I don't think there is a way (for Discourse), or no useful way... for SO there is a process, and it's documented on SO... and true we could point them there... but I think that'd be a pretty round-about route for someone to take... it's far more likely they just ask on SO and never find our README or docs at all. So I guess the first use case (how do I use custom languages with Discourse) sounds a lot more helpful to me personally... though I don't know that I'm opposed to the latter, just not sure I see the usefulness yet. |
@allejo Do you find my changes an improvement to this file though? If so we should merge it until we have something better. |
Personally, I think the "how to use custom languages with Discourse" should live in the Discourse documentation. Same with SO's and Discord's integration. But since the question was brought up on where it'd live in highlight.js' docs, I'd think it belongs in RTD and not the README. Like you said, the README is long enough and it's not something the average user who wants to highlight their code would care about.

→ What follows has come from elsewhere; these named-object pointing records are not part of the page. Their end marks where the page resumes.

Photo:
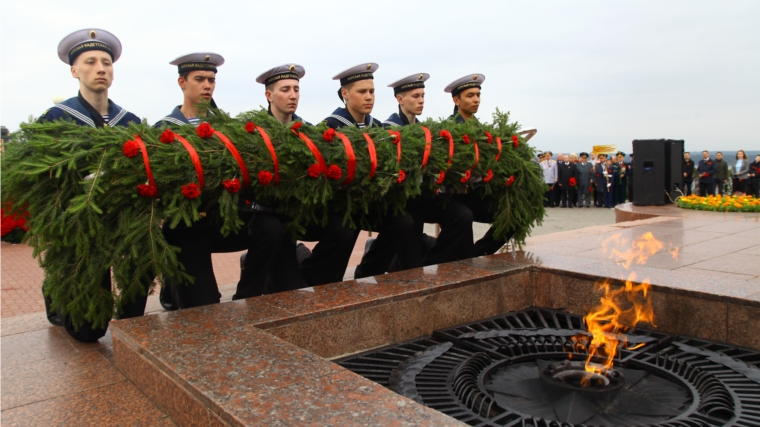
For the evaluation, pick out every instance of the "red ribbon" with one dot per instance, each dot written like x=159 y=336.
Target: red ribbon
x=194 y=158
x=477 y=155
x=146 y=160
x=372 y=155
x=428 y=145
x=350 y=156
x=314 y=151
x=451 y=148
x=270 y=147
x=236 y=154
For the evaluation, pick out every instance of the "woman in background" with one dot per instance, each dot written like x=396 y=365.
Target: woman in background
x=741 y=174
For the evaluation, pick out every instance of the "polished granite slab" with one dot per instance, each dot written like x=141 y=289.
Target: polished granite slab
x=266 y=360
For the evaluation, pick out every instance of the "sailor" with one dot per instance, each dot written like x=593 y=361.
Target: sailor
x=329 y=259
x=357 y=91
x=91 y=54
x=465 y=92
x=262 y=235
x=455 y=241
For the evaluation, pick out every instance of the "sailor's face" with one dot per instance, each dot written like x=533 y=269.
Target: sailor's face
x=284 y=95
x=468 y=101
x=361 y=96
x=412 y=101
x=94 y=69
x=198 y=86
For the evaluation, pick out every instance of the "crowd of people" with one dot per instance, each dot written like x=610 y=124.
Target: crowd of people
x=576 y=181
x=717 y=176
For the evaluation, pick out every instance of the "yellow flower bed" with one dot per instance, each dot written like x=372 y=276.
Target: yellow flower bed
x=720 y=203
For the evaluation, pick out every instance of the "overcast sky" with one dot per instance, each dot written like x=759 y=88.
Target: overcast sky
x=582 y=72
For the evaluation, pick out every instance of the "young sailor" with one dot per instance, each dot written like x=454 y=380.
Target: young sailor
x=91 y=54
x=328 y=261
x=455 y=239
x=263 y=234
x=465 y=92
x=357 y=91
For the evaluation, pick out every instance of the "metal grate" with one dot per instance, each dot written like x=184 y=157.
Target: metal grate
x=489 y=373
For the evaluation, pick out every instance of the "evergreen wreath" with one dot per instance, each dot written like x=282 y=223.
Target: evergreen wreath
x=97 y=197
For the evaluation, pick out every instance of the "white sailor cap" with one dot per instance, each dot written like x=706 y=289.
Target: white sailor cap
x=467 y=82
x=199 y=61
x=282 y=72
x=414 y=81
x=85 y=40
x=357 y=73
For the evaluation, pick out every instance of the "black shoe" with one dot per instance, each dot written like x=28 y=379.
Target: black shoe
x=166 y=298
x=54 y=318
x=302 y=252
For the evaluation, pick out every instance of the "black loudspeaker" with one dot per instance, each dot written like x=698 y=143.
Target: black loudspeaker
x=657 y=166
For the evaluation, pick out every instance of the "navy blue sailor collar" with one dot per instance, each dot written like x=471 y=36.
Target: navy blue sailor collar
x=345 y=118
x=74 y=108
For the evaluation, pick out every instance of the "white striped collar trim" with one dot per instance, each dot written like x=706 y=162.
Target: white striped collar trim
x=117 y=118
x=77 y=114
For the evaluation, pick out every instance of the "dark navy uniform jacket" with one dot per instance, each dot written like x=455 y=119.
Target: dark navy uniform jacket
x=175 y=118
x=341 y=117
x=74 y=109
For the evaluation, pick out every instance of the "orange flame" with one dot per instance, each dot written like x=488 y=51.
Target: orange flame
x=620 y=309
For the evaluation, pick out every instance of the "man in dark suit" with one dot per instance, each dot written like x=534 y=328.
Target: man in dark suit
x=688 y=173
x=706 y=172
x=568 y=177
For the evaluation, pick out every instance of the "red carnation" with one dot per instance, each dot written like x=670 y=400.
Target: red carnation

I think this PR as-is is good and clears up enough 👍 |
Ah, Read the Docs, that just clicked with me, LOL. @bradcray Does Discourse have any type of place to perhaps naturally put information like that, wiki, etc? |
I don't really know Discourse well enough to know for sure. The only things I've found are their discussion forums on meta.discourse.org (which is where I figured out it was possible for an admin to enable to new highlight.js languages in a given discourse instance, though the instructions were not particularly clear, particularly for discourse n00bs) and their API documentation (which is a lot lower level from what I've seen). To be clear, I'm fine with dropping the knowledge on the floor as well. I've got it in my README, so I'm good and was only offering it up in case you wanted to make it available to others through your docs. |
Where is your README? |
Here, though note that it's written up as notes to myself / my team rather than anything intended for consumption by the general public: |
Changes
As someone interested in contributing a new language to Highlight.js, I ended up very confused by the distinct messages in
language-contribution.rst
and the GitHub PR template (each of which seemed to be saying "sure you can contribute new languages, no problem, come on in!") versusextra/3RD_PARTY_QUICK_START.md
which seemed to be all about "here's how you can add your own language without contributing it back to us" (which led me to wonder "Why would anyone prefer to do that?" Only after some interaction with the team, did I learn that this is the only option that's really available.To that end, I drafted some text updating item 1 in
language-contribution.rst
to try and clarify the situation for future developers from the outset rather than having people be confused and requiring clarification from the team to settle things out. I'm sure it could be improved further, but I think this would have set my expectations and understanding better from the very start.